The breach is also a reminder to the broader industry that security is not a one-time investment but an ongoing process. As exchange infrastructures expand to support new chains like Solana, layer-2 networks, and cross-chain bridges, each integration can introduce fresh attack surfaces. Regular penetration testing, on-chain anomaly detection, granular access controls over private keys, and rapid incident-response playbooks are no longer optional; they are foundational requirements for any platform aspiring to operate at global scale.

For Dunamu and Naver, how they handle the aftermath may prove as important as the technical cause of the hack itself. Transparent communication with users, regulators, and potential investors; a clear explanation of what went wrong; and visible, verifiable improvements to security architecture will all influence how much long-term damage this incident inflicts on their reputation. If managed well, it could be framed as a stress test that leads to a stronger, more resilient platform. If handled poorly, it risks casting a shadow over one of the largest fintech deals in South Korean history and complicating a high-profile IPO campaign.

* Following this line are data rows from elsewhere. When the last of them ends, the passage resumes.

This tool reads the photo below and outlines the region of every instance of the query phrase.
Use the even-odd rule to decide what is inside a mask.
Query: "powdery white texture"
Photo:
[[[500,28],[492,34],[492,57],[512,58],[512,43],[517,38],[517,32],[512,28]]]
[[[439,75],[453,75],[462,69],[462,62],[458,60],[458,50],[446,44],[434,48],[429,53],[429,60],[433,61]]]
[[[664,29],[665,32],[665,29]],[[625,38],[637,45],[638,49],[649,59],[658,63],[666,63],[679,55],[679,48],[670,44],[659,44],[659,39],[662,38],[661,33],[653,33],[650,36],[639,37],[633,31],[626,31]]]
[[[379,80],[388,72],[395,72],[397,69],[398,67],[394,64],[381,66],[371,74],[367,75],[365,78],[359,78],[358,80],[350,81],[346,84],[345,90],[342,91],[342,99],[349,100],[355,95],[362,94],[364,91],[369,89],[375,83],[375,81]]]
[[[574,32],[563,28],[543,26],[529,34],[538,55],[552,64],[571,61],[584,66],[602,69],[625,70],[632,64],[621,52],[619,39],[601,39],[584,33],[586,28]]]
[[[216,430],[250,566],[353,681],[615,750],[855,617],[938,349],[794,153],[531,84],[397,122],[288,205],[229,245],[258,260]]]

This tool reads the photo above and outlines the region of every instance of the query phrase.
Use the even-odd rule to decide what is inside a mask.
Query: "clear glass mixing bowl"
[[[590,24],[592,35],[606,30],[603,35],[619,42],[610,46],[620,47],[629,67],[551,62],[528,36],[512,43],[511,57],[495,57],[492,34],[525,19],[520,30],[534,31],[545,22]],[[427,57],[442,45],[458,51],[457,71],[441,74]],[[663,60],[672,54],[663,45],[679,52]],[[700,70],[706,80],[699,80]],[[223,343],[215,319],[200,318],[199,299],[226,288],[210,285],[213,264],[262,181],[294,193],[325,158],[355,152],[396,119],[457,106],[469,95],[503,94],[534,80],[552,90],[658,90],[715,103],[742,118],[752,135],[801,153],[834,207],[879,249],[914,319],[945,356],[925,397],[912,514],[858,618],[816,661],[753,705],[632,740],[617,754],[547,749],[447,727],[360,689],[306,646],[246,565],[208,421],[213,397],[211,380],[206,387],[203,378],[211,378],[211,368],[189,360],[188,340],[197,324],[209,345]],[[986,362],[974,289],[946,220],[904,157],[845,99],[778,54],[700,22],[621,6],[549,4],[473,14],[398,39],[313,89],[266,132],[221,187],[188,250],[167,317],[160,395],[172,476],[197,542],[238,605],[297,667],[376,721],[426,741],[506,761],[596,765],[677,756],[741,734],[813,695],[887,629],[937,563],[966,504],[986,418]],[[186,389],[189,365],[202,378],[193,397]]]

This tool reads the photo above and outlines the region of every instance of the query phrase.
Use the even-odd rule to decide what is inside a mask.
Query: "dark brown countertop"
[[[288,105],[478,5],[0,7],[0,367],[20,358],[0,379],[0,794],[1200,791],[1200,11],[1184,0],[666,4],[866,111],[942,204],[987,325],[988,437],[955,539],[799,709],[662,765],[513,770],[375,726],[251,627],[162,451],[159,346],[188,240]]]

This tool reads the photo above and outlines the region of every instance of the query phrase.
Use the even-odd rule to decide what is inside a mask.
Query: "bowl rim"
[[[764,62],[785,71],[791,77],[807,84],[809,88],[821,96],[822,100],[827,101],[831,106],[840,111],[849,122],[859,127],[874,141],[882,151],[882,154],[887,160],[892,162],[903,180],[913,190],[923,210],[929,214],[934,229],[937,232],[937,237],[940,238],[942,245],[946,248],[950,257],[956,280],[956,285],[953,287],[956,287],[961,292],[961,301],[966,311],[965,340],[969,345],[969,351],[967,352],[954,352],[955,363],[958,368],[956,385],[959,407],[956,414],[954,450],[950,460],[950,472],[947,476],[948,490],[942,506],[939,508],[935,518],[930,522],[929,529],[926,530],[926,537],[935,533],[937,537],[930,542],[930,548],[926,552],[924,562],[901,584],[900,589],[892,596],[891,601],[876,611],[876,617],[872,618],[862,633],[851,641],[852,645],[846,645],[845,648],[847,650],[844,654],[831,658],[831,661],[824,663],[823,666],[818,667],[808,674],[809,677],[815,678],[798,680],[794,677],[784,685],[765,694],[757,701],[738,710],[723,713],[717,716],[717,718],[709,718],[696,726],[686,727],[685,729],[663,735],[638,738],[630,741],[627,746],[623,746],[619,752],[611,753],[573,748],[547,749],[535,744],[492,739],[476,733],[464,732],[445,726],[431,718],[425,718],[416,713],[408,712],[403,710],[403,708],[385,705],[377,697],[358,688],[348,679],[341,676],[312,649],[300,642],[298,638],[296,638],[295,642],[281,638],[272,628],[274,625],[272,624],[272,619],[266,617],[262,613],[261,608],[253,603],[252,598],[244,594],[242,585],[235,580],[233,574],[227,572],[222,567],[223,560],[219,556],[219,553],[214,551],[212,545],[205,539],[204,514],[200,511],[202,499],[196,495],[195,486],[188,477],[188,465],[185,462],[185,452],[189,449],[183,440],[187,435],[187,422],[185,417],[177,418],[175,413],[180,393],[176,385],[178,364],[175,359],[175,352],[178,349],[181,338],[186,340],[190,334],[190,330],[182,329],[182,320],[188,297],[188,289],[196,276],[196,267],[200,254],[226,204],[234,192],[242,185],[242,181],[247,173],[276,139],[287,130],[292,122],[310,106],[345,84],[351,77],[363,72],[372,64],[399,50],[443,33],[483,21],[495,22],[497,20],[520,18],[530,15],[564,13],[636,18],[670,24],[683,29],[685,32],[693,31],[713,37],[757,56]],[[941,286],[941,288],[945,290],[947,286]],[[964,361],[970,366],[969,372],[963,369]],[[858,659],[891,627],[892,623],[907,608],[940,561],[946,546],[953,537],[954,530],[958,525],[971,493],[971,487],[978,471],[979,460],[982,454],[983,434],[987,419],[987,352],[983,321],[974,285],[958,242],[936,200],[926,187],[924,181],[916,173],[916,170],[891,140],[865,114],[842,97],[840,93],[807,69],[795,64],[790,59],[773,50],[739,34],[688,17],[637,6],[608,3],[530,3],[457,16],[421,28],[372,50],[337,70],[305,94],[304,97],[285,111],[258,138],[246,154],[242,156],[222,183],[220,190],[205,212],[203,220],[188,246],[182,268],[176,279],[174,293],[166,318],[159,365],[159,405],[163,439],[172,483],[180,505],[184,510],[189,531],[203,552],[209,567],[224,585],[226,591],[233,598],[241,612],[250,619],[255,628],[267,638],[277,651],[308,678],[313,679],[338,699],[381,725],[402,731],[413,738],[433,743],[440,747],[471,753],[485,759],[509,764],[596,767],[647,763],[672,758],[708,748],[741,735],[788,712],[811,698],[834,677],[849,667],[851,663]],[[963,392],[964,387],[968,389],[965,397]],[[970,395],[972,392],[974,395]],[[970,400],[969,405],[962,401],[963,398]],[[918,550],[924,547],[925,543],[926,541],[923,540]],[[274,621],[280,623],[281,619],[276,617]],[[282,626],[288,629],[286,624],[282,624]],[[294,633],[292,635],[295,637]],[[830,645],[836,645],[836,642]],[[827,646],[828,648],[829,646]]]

For now, Upbit’s stance is straightforward: transfers are frozen until a full security review is completed; trading remains operational; cold wallets are secure; and all affected user funds will be made whole. The coming weeks—marked by forensic investigations, regulatory oversight, and market reactions—will determine whether that message is enough to preserve user trust at a moment when the company is attempting to transform itself from a regional crypto heavyweight into a global financial technology player.